More sophisticated BMS designs can even assess battery health by doing things like tracking the number of charge cycles and monitoring the usable charge capacity as the battery ages. Another key feature commonly missing from lower-end batteries is the ability to communicate battery status and health with the rest of the system. Not only is this helpful for informing users whether their PLEV is currently safe to use, but it can also aid in diagnosis when problems do arise. The ability to communicate battery-related warnings is especially prudent in self-balancing vehicles, where simply shutting down the battery system can actually endanger the user even more.

For any maker looking to succeed in the micromobility industry, PLEVs need to be designed and built with system-level safety in mind.

Wider adherence to thorough and holistic safety standards such as these is the next step towards a safer PLEV landscape.
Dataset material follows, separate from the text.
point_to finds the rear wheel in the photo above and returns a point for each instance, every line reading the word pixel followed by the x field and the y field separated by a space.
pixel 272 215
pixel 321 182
Singapore has adopted UL2272 as a requirement for all personal electric mobility devices sold and operated. This is excellent for consumer safety within that country, but with Singapore’s small portion of the global micromobility market (less than 0.039% of the global market), it does little to encourage a shift in the industry as a whole. Safety standards are only as effective as how and where they’re enforced.

A system-level approach

Forward-thinking manufacturers will pursue certification that reflects their adherence to safety standards as a way to stand out from an increasingly crowded marketplace. By partnering with a product developer with expertise in the safety certification process, manufacturers can offload the time and effort of this critical but layered manufacturing stage.   

At Synapse, we not only have the deep experience in safety certification that allows us to guide clients through that process, but we also incorporate the type of system-level approach needed to effectively manage battery health in e-bikes and scooters. We have designed, built, and tested user-actuated motorized systems that output upwards of 3000W of peak power. In order to achieve UL-listing on this kind of system, safety-centric design practices are crucial to ensure that failures during the device’s operation and lifetime are carefully managed. One technique we often employ to mitigate dangerous failures is to perform a Failure Modes & Effects Analysis (FMEA). By identifying potential failure modes and assigning scores based on their risk, likelihood, and ease of detection, our engineering team can then design mitigations to safeguard against the list of brainstormed failures. Given the complex electro-mechanical nature of these products, mitigations can take the form of mechanical, electrical, or software changes, and quite frequently involve multiple disciplines. By running an FMEA in the architecture and design phase, we can build protections into the product earlier on in the development cycle, which reduces redesign efforts while ensuring user safety.  

Advancing battery safety will not only benefit the consumers who are increasingly making micromobility part of their lifestyles but will also create more robust opportunities for responsible and respected PLEV manufacturers.